1
votes

The input string is '20100908041312'

the format is year,month,day,Hours,minutes,seconds,time zone

and I have ben trying to convert it to an NSDate with this: @"yyyyMMddHHmmsszz"

But NSDate is nil, anyone see what I'm doing wrong?

-(NSDate*)convertPDFDateStringAsDate:(NSString*) _string{

    //20100908041312
    //year month day Hours minutes seconds and time zone

    NSDateFormatter *dateFormat = [[NSDateFormatter alloc] init];
    [dateFormat setDateFormat:@"yyyyMMddHHmmsszz"]; 
    NSDate *date = [dateFormat dateFromString:_string];
    //date is nil...
    [dateFormat release];

    return date;
}

EDIT: its the time zone breaking it

EDIT2: @"yyyyMMddHHmmssTZD" stops it returning nil, but dosnt pick the time zone correctly

EDIT3: This was the code I Used in the end...i found that the format changes from PDF to PDF so the code deals with the variations that i Found, in some cases this wont extract the Time Zone Properly.
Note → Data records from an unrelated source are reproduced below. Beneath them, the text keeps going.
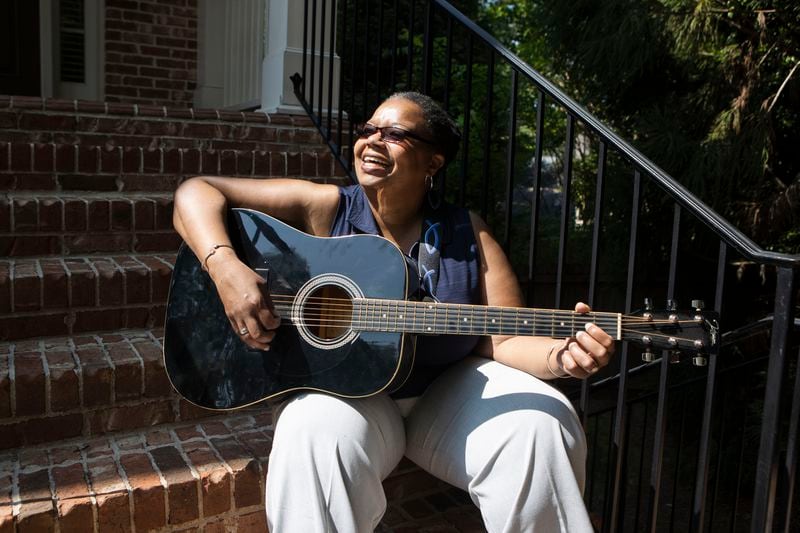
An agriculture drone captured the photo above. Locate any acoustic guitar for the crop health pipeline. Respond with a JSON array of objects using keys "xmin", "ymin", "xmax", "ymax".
[{"xmin": 164, "ymin": 209, "xmax": 718, "ymax": 410}]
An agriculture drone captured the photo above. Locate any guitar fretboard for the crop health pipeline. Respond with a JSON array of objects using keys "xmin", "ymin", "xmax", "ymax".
[{"xmin": 352, "ymin": 298, "xmax": 622, "ymax": 339}]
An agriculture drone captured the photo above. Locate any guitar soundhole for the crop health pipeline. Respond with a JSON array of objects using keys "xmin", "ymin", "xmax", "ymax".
[{"xmin": 303, "ymin": 285, "xmax": 353, "ymax": 340}]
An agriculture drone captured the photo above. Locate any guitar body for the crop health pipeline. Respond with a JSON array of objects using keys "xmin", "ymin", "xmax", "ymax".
[{"xmin": 164, "ymin": 209, "xmax": 415, "ymax": 409}]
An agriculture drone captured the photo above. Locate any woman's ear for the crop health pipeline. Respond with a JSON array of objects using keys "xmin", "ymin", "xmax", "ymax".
[{"xmin": 428, "ymin": 153, "xmax": 444, "ymax": 176}]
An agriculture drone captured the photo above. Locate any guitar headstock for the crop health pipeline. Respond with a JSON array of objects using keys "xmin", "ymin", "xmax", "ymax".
[{"xmin": 622, "ymin": 298, "xmax": 720, "ymax": 366}]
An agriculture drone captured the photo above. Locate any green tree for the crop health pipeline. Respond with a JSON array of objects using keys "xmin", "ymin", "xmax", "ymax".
[{"xmin": 481, "ymin": 0, "xmax": 800, "ymax": 252}]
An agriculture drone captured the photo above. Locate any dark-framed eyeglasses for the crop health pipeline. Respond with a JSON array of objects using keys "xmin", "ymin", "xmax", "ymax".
[{"xmin": 355, "ymin": 123, "xmax": 433, "ymax": 144}]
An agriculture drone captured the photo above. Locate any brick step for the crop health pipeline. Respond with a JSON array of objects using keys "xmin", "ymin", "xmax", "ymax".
[
  {"xmin": 0, "ymin": 141, "xmax": 344, "ymax": 192},
  {"xmin": 0, "ymin": 191, "xmax": 180, "ymax": 257},
  {"xmin": 0, "ymin": 253, "xmax": 175, "ymax": 340},
  {"xmin": 0, "ymin": 330, "xmax": 219, "ymax": 448},
  {"xmin": 0, "ymin": 407, "xmax": 485, "ymax": 533}
]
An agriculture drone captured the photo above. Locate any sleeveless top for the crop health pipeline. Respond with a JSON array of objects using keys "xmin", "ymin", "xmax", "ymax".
[{"xmin": 331, "ymin": 185, "xmax": 480, "ymax": 398}]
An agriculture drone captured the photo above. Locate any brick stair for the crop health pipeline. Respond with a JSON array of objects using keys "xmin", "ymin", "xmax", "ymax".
[{"xmin": 0, "ymin": 95, "xmax": 484, "ymax": 533}]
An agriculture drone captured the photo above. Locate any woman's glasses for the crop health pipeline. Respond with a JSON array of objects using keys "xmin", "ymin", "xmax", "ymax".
[{"xmin": 356, "ymin": 124, "xmax": 433, "ymax": 144}]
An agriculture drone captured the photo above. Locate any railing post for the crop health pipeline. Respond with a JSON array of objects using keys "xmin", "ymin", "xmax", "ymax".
[{"xmin": 750, "ymin": 267, "xmax": 796, "ymax": 533}]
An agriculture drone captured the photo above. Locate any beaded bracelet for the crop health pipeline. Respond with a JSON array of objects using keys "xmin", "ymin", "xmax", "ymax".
[
  {"xmin": 201, "ymin": 244, "xmax": 233, "ymax": 272},
  {"xmin": 545, "ymin": 341, "xmax": 572, "ymax": 379}
]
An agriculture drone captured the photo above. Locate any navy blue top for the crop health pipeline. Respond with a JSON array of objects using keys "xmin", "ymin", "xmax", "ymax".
[{"xmin": 331, "ymin": 185, "xmax": 480, "ymax": 398}]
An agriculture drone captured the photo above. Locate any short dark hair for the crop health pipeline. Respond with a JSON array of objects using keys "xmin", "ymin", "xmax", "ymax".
[{"xmin": 384, "ymin": 91, "xmax": 461, "ymax": 165}]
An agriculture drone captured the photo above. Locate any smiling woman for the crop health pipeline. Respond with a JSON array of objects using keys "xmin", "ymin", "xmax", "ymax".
[{"xmin": 174, "ymin": 89, "xmax": 614, "ymax": 532}]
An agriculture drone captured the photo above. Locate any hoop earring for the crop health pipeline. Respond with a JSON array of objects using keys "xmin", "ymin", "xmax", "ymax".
[{"xmin": 425, "ymin": 174, "xmax": 442, "ymax": 211}]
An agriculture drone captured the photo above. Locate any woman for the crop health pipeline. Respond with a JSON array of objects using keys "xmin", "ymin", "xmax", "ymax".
[{"xmin": 174, "ymin": 93, "xmax": 614, "ymax": 532}]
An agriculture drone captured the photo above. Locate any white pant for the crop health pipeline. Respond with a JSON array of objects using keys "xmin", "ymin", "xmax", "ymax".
[{"xmin": 267, "ymin": 357, "xmax": 592, "ymax": 533}]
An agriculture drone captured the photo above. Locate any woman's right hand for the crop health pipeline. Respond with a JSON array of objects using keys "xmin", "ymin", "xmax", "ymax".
[{"xmin": 208, "ymin": 249, "xmax": 281, "ymax": 350}]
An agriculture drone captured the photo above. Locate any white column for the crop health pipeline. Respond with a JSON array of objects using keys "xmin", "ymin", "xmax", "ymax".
[
  {"xmin": 195, "ymin": 0, "xmax": 267, "ymax": 109},
  {"xmin": 261, "ymin": 0, "xmax": 340, "ymax": 114}
]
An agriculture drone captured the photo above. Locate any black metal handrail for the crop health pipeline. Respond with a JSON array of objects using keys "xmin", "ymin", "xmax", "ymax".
[{"xmin": 292, "ymin": 0, "xmax": 800, "ymax": 531}]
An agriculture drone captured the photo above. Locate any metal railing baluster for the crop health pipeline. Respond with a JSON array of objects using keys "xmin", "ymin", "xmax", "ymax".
[
  {"xmin": 554, "ymin": 114, "xmax": 575, "ymax": 309},
  {"xmin": 503, "ymin": 69, "xmax": 519, "ymax": 250}
]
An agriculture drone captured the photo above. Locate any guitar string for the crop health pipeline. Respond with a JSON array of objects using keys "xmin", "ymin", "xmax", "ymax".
[
  {"xmin": 268, "ymin": 302, "xmax": 693, "ymax": 342},
  {"xmin": 264, "ymin": 295, "xmax": 697, "ymax": 324},
  {"xmin": 268, "ymin": 305, "xmax": 697, "ymax": 328}
]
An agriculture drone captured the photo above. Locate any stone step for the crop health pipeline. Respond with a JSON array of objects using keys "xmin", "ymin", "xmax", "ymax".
[
  {"xmin": 0, "ymin": 407, "xmax": 485, "ymax": 533},
  {"xmin": 0, "ymin": 192, "xmax": 181, "ymax": 257},
  {"xmin": 0, "ymin": 329, "xmax": 213, "ymax": 448},
  {"xmin": 0, "ymin": 253, "xmax": 175, "ymax": 340}
]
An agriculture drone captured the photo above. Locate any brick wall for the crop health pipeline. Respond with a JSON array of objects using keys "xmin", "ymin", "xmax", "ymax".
[{"xmin": 105, "ymin": 0, "xmax": 197, "ymax": 107}]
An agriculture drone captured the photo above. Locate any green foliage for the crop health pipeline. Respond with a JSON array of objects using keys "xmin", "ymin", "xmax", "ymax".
[{"xmin": 482, "ymin": 0, "xmax": 800, "ymax": 252}]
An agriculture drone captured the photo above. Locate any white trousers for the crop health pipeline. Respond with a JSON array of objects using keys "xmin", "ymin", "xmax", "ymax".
[{"xmin": 266, "ymin": 357, "xmax": 592, "ymax": 533}]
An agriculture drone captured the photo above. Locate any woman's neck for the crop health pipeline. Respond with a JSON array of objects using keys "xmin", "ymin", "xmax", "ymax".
[{"xmin": 366, "ymin": 184, "xmax": 424, "ymax": 252}]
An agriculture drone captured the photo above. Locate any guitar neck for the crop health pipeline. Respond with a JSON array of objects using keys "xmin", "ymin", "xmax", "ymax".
[{"xmin": 353, "ymin": 298, "xmax": 622, "ymax": 340}]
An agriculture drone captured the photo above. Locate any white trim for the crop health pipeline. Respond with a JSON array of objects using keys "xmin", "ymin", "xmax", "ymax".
[{"xmin": 39, "ymin": 0, "xmax": 106, "ymax": 101}]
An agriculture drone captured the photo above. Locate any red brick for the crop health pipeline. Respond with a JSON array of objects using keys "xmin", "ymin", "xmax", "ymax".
[
  {"xmin": 0, "ymin": 354, "xmax": 11, "ymax": 418},
  {"xmin": 52, "ymin": 464, "xmax": 94, "ymax": 531},
  {"xmin": 106, "ymin": 342, "xmax": 144, "ymax": 401},
  {"xmin": 0, "ymin": 142, "xmax": 11, "ymax": 172},
  {"xmin": 17, "ymin": 470, "xmax": 56, "ymax": 533},
  {"xmin": 0, "ymin": 235, "xmax": 62, "ymax": 257},
  {"xmin": 88, "ymin": 457, "xmax": 131, "ymax": 531},
  {"xmin": 78, "ymin": 145, "xmax": 100, "ymax": 174},
  {"xmin": 120, "ymin": 453, "xmax": 167, "ymax": 531},
  {"xmin": 200, "ymin": 150, "xmax": 219, "ymax": 176},
  {"xmin": 111, "ymin": 200, "xmax": 133, "ymax": 231},
  {"xmin": 11, "ymin": 198, "xmax": 39, "ymax": 231},
  {"xmin": 142, "ymin": 150, "xmax": 161, "ymax": 174},
  {"xmin": 300, "ymin": 153, "xmax": 317, "ymax": 177},
  {"xmin": 0, "ymin": 312, "xmax": 68, "ymax": 340},
  {"xmin": 64, "ymin": 198, "xmax": 89, "ymax": 231},
  {"xmin": 19, "ymin": 113, "xmax": 75, "ymax": 131},
  {"xmin": 286, "ymin": 153, "xmax": 303, "ymax": 176},
  {"xmin": 72, "ymin": 309, "xmax": 125, "ymax": 333},
  {"xmin": 76, "ymin": 345, "xmax": 114, "ymax": 407},
  {"xmin": 87, "ymin": 198, "xmax": 111, "ymax": 231},
  {"xmin": 64, "ymin": 233, "xmax": 132, "ymax": 254},
  {"xmin": 64, "ymin": 258, "xmax": 97, "ymax": 307},
  {"xmin": 181, "ymin": 148, "xmax": 200, "ymax": 175},
  {"xmin": 134, "ymin": 341, "xmax": 172, "ymax": 398},
  {"xmin": 122, "ymin": 147, "xmax": 142, "ymax": 173},
  {"xmin": 139, "ymin": 256, "xmax": 172, "ymax": 302},
  {"xmin": 39, "ymin": 198, "xmax": 64, "ymax": 231},
  {"xmin": 58, "ymin": 171, "xmax": 117, "ymax": 192},
  {"xmin": 14, "ymin": 351, "xmax": 46, "ymax": 416},
  {"xmin": 12, "ymin": 260, "xmax": 42, "ymax": 312},
  {"xmin": 136, "ymin": 231, "xmax": 181, "ymax": 252},
  {"xmin": 150, "ymin": 446, "xmax": 200, "ymax": 525},
  {"xmin": 269, "ymin": 152, "xmax": 286, "ymax": 176},
  {"xmin": 154, "ymin": 197, "xmax": 174, "ymax": 232},
  {"xmin": 212, "ymin": 438, "xmax": 263, "ymax": 507},
  {"xmin": 86, "ymin": 401, "xmax": 175, "ymax": 434},
  {"xmin": 33, "ymin": 144, "xmax": 55, "ymax": 172},
  {"xmin": 55, "ymin": 144, "xmax": 77, "ymax": 172},
  {"xmin": 133, "ymin": 198, "xmax": 155, "ymax": 231},
  {"xmin": 100, "ymin": 146, "xmax": 122, "ymax": 174},
  {"xmin": 45, "ymin": 346, "xmax": 80, "ymax": 413},
  {"xmin": 39, "ymin": 259, "xmax": 69, "ymax": 308},
  {"xmin": 236, "ymin": 510, "xmax": 267, "ymax": 533},
  {"xmin": 184, "ymin": 441, "xmax": 231, "ymax": 517}
]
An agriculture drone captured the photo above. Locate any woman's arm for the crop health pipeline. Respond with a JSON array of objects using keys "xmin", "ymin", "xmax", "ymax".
[
  {"xmin": 173, "ymin": 176, "xmax": 339, "ymax": 350},
  {"xmin": 471, "ymin": 214, "xmax": 614, "ymax": 379}
]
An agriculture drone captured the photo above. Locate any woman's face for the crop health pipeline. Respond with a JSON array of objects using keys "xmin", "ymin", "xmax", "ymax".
[{"xmin": 354, "ymin": 98, "xmax": 444, "ymax": 193}]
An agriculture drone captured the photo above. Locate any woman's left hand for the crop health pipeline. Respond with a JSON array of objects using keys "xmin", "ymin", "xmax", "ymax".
[{"xmin": 553, "ymin": 302, "xmax": 615, "ymax": 379}]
-(NSDate*)convertPDFDateStringAsDate:(NSString*) _string{

    NSDateFormatter *dateFormat = [[NSDateFormatter alloc] init];

    NSString * formatCheck = [_string substringToIndex:2];

    if(![formatCheck isEqualToString:@"D:"])
    {
        NSLog(@"ERROR: Date String wasnt in expected format");
        return nil;//return [NSDate date];
    }

    NSString * extract = [_string substringFromIndex:2];    

    //NSLog(@"DATESTRING:'%@'",extract);NSLog(@"DATELENGTH:%i",[extract length]);

    if([extract length]>14)
    {
        [dateFormat setDateFormat:@"yyyyMMddHHmmssTZD"];
    }
    else 
    {
        [dateFormat setDateFormat:@"yyyyMMddHHmmss"];
    }   
    NSDate * date = [dateFormat dateFromString:extract]; 
    [dateFormat release];

    return date ;
}
3
D'oh! I did all that research for nothing! :)Matthew Frederick

3 Answers

2
votes

It should follow the unicode standard for the setDateFormat: http://unicode.org/reports/tr35/tr35-6.html#Date_Format_Patterns

You should be able to set the timezone this way:

NSDateFormatter *formatter = [[NSDateFormatter alloc] init];
[formatter setDateFormat:@"yyyyMMddHHmmss"];
//Optionally for time zone conversations
[formatter setTimeZone:[NSTimeZone timeZoneWithName:@"..."]];

Alex

1
votes

"12" isn't a valid time zone for any of the Unicode date format patterns, so NSDateFormatter returns nothing. http://unicode.org/reports/tr35/tr35-6.html#Date_Format_Patterns

You may have to use all but the last two digits, then set the time zone on your new NSDate object by translating Adobe's two-digit number to an appropriate time zone.

1
votes

I recognize the posting is over a year old, but no time is too late for a better answer.

Since you specify the input string is an Adobe PDF date string, then the format should conform to the PDF specification, which per the spec is: YYYYMMDDHHmmSSOHH'mm (omitting the prefix D:).

Note your input string is 14 characters long and your NSDate format is 16 characters long, so the timezone isn't in your input string as stated.

Nonetheless, the real answer to your question is to use the Quartz 2D CGPDFString function:
 
CFDateRef CGPDFStringCopyDate (CGPDFStringRef string );

The function returns a CFDateRef which has a toll-free bridge to NSDate, so you can pass the date read from a PDF to this function and easily get back an NSDate by casting.